Magnolia 5.3 reached end of life on June 30, 2017. This branch is no longer supported, see End-of-life policy.
The Solr module uses the Apache Solr search platform to index and crawl Magnolia content. Solr is a standalone enterprise search server with a REST like API. Solr uses the Lucene library for full-text indexing and provides faceted search, distributed search and index replication. You can use Solr to index content in an event-based or action-based fashion. The module is compatible with Apache Solr 4.
The Magnolia Solr bundle consists of three modules:
See Installing a module on how to install the bundle using JARs or Maven dependencies.
If you install with JAR files, include also the dependent third-party libraries. Without them the Tika parser and suggestions won't work.
<dependency> <groupId>info.magnolia.solr</groupId> <artifactId>magnolia-solr-search-provider</artifactId> <version>2.2</version> </dependency> <dependency> <groupId>info.magnolia.solr</groupId> <artifactId>magnolia-content-indexer</artifactId> <version>2.2</version> </dependency> <dependency> <!-- Optional. The theme module provides an autocomplete search bar. --> <groupId>info.magnolia.solr</groupId> <artifactId>magnolia-solr-search-provider-theme</artifactId> <version>2.2</version> </dependency>
Apache Solr is a standalone search server. You need the server in addition to the Magnolia Solr modules.

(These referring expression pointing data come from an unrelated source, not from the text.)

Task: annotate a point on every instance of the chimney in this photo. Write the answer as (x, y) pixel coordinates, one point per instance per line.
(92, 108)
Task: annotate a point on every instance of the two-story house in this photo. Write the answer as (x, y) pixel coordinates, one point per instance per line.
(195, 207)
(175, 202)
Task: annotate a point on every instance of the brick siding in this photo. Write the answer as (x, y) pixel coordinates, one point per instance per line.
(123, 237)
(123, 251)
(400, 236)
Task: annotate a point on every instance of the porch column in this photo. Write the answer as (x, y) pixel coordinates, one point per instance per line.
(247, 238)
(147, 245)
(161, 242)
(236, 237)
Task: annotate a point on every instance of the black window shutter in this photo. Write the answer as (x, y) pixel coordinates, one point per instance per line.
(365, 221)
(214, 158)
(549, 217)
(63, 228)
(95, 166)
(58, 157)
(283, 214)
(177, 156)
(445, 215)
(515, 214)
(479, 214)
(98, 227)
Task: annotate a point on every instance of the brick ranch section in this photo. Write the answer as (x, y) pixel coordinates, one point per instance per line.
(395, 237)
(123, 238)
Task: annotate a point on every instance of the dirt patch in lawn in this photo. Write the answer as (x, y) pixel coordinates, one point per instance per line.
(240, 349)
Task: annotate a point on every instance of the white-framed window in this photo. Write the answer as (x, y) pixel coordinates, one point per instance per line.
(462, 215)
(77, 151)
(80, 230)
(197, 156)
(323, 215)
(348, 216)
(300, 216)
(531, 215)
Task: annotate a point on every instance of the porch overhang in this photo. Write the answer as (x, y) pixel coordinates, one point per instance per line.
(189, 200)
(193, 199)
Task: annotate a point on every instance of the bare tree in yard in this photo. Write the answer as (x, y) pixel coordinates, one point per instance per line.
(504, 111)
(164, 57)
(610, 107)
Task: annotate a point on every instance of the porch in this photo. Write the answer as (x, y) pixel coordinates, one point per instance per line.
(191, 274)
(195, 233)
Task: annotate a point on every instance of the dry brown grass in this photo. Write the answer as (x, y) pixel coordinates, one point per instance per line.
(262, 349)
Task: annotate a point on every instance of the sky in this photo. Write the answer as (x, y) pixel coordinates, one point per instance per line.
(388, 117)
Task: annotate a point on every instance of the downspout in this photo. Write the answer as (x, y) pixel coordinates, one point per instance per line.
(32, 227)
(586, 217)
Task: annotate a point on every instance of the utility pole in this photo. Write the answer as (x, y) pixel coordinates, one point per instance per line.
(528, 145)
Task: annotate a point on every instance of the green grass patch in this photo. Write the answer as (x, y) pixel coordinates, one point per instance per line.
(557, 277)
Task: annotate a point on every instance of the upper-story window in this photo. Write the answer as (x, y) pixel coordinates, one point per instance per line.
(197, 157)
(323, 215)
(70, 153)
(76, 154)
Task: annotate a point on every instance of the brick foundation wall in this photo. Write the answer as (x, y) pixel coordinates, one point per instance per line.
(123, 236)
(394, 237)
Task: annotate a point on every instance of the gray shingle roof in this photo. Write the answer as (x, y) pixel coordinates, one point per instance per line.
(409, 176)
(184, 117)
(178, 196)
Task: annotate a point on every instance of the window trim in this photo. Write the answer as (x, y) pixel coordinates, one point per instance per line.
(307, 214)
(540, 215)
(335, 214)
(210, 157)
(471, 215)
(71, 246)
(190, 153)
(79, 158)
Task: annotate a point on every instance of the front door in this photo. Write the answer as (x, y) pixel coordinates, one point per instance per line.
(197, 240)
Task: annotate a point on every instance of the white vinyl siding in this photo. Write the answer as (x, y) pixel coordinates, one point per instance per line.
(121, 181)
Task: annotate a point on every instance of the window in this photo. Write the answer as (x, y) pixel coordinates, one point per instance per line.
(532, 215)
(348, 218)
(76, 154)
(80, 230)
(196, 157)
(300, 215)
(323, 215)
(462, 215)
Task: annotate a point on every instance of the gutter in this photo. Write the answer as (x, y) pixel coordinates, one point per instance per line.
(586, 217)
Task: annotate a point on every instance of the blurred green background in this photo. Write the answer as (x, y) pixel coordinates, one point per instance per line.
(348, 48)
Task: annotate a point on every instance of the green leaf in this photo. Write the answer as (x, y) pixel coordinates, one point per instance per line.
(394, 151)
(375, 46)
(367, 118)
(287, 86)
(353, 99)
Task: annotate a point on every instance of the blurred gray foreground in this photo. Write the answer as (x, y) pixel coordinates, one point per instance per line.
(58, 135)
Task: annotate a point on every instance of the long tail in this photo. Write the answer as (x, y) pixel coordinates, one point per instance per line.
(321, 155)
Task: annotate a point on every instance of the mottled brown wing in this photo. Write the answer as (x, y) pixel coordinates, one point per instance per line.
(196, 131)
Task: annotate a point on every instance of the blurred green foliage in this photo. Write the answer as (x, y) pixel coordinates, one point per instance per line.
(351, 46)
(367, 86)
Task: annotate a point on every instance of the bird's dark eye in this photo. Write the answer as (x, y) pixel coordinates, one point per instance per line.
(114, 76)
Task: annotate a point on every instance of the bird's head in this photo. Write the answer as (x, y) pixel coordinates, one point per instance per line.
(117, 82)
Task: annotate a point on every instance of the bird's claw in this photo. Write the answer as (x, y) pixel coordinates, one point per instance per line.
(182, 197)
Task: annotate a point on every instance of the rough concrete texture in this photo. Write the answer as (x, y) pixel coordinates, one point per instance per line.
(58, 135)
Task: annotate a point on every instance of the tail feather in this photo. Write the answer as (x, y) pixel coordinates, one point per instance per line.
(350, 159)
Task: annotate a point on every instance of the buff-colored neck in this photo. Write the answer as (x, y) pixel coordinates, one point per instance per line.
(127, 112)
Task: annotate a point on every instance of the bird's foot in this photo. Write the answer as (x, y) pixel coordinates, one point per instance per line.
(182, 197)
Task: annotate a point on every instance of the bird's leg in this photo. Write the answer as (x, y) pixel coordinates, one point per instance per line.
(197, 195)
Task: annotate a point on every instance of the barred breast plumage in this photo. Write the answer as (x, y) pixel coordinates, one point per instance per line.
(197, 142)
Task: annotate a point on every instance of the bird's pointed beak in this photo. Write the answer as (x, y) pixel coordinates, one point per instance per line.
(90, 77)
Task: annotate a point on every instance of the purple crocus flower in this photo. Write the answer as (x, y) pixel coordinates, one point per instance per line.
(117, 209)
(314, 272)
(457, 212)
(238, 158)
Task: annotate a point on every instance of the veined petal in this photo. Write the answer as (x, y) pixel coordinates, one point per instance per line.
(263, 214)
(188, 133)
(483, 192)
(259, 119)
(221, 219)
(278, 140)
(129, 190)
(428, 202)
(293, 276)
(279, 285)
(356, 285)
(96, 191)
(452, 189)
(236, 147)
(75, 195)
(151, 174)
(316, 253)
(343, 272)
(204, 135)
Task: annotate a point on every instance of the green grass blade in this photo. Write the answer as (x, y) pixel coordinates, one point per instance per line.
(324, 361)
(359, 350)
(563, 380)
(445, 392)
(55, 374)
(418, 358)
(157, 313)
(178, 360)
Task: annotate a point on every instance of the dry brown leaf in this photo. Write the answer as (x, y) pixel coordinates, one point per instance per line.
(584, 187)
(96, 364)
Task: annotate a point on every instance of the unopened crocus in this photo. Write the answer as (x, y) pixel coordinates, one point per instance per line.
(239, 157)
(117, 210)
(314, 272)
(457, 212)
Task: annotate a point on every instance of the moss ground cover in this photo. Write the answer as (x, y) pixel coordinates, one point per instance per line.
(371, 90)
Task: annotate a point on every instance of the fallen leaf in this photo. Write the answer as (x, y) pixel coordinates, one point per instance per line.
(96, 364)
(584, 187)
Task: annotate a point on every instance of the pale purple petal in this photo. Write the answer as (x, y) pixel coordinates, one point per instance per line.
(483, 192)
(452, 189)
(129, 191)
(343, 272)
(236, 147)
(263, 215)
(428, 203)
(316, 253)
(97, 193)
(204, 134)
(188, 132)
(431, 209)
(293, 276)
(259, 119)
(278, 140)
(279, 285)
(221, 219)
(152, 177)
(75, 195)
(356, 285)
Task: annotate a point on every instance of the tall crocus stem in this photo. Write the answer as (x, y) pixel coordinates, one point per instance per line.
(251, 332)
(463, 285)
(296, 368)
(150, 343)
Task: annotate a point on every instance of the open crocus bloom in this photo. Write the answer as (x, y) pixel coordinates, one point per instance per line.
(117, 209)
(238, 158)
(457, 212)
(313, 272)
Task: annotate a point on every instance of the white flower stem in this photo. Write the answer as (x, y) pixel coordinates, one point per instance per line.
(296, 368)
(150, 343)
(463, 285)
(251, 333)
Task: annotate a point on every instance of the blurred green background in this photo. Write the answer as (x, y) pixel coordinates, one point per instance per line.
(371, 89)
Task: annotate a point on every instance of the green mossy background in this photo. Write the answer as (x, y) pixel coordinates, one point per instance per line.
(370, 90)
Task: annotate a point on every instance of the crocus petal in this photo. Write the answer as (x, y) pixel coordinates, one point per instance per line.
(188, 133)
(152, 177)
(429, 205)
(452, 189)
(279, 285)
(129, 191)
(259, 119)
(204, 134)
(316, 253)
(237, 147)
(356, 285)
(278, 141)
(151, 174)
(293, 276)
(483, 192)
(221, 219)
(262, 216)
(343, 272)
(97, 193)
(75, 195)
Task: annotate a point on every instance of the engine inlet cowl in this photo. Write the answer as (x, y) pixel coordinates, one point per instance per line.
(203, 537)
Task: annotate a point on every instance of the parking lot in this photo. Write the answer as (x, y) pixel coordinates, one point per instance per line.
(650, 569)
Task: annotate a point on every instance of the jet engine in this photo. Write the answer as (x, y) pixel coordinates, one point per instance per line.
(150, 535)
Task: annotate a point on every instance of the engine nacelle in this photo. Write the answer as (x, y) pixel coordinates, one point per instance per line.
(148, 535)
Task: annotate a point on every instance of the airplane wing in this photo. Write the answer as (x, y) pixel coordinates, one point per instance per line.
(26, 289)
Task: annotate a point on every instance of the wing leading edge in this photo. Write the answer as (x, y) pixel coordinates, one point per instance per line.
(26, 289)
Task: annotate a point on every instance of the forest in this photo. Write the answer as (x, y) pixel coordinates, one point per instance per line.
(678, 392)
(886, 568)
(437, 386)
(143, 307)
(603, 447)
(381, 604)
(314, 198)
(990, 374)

Download Apache Solr and extract the zip to your computer:
solr/ bin/ contrib/ dist/ docs/ example/ solr/ collection1/ conf/ schema.xml solrconfig.xml licenses/
Go to the example
directory and start Solr.
cd $SOLR_HOME/example java -jar start.jar
This type of startup works for testing and development purposes. For production installation see Taking Solr to Production.
A schema file specifies what fields the Magnolia content can contain, how those fields are added to the index, and how they are queried. An ExtractingRequestHandler extracts searchable fields from Magnolia pages.
Download the configuration files and overwrite the default files in $SOLR_HOME/example/solr/collection1/conf/
:
Magnolia Solr Search Provider module changed the API in version 2.2, this was necessary to fix several issues. Full changelog for version 2.2 https://jira.magnolia-cms.com/projects/MGNLEESOLR/versions/16739
Regarding the changes in the module it's recommended completely recreate the Solr indexes after to upgrade to version 2.2.
Logic of pagination was extracted from info.magnolia.search.solrsearchprovider.logic.model.AbstractSearchResultModel
into info.magnolia.search.solrsearchprovider.logic.model.page.SolrPager
class. Pager can be obtained by info.magnolia.search.solrsearchprovider.logic.model.AbstractSearchResultModel#getPager
method.
So e.g. AbstractSearchResultModel#getResult
is replaced by SolrPager#getItems
, AbstractSearchResultModel#getCount
by SolrPager#getCount
, etc.
info.magnolia.search.solrsearchprovider.logic.providers.SearchService#search
and info.magnolia.search.solrsearchprovider.logic.providers.SolrSearch#getSchemaFields
newly throws org.apache.solr.client.solrj.SolrServerException
and java.io.IOException
. So the exceptions thrown during communication with Solr server are not swallowed anymore, so client can take appropriate action.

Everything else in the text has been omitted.